NGOs are meant to address various social discriminatory patterns existing in our society. Your organization may be implementing a number of projects to reduce exploitation and uphold the rights of the marginalized communities. But what if somebody points out that there is discrimination right inside your organization?
This may be possible because NGOs are so keenly involved in development work that they often sideline the issues existing within their own organization. To counter such problems, it is best to have a policy that addresses such a situation beforehand. Besides, having an “Equal Employment Opportunity and Affirmative Action Statement” speaks many things about your NGO. You can also start making recruitments based upon this policy.
So what does the “Equal Employment Opportunity and Affirmative Action Statement” signify?
The “Equal Employment Opportunity and Affirmative Action Statement” signifies nothing more than what you have been doing with your communities: upholding everyone’s rights and ensuring equality. It places a policy statement for your organization that it practices equality at the workplace and does not discriminate anyone in the organization on the basis of sex, religion, caste, creed or race. Such a policy becomes handy when you are trying to make recruitments.
Here is a sample “Equal Employment Opportunity and Affirmative Action Statement”:
“The Organization is committed to providing equal employment opportunity without regard to race, color, religion, sex, sexual orientation, disability, or any other protected status with respect to recruitment, hiring, upgrades, training, promotion, and other terms and conditions of employment. This policy complies with applicable state and local laws governing non-discrimination in employment.

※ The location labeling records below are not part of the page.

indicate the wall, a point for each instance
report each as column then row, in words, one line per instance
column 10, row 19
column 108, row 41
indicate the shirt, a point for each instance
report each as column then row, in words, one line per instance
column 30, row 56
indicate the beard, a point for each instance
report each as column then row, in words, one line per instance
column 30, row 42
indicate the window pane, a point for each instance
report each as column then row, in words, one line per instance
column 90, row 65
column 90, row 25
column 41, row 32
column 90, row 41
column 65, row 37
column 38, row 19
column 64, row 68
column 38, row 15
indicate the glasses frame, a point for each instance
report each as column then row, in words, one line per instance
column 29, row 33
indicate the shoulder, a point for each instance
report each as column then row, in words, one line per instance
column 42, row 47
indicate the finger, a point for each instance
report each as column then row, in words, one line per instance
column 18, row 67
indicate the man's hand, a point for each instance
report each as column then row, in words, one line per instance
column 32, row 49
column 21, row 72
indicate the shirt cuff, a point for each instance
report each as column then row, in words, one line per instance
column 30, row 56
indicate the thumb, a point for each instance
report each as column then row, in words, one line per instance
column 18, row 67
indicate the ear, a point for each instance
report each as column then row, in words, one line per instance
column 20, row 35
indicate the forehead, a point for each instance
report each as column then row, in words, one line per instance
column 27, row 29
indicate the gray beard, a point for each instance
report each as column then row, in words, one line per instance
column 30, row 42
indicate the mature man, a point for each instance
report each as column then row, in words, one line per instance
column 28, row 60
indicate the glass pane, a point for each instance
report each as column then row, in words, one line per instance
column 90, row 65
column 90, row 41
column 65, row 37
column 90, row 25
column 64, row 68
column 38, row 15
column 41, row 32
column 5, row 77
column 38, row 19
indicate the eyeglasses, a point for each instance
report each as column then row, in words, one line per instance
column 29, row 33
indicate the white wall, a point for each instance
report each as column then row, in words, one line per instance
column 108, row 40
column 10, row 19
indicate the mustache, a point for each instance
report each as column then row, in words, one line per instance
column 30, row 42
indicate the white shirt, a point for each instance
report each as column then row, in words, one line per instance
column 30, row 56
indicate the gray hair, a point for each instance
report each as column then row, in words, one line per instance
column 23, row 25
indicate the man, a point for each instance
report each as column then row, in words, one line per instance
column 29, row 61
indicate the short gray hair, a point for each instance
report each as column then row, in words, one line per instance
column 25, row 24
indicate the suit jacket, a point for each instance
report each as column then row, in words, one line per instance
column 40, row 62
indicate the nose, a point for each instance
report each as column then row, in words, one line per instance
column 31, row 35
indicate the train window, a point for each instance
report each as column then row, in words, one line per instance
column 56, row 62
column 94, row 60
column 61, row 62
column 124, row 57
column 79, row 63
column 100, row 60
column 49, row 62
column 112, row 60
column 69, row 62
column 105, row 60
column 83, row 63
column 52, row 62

The Organization values people from diverse backgrounds, working to create an open atmosphere of trust, honesty and respect. Harassment or discrimination of any kind – including that involving race, color, religion, gender, age, national origin, citizenship, disabilities, sexual orientation, veteran status, or any other similarly protected status – is unacceptable. This principle applies to all aspects of employment, including recruitment, hiring, placement, transfer, promotion, layoff, recall, termination and other terms and conditions of employment.”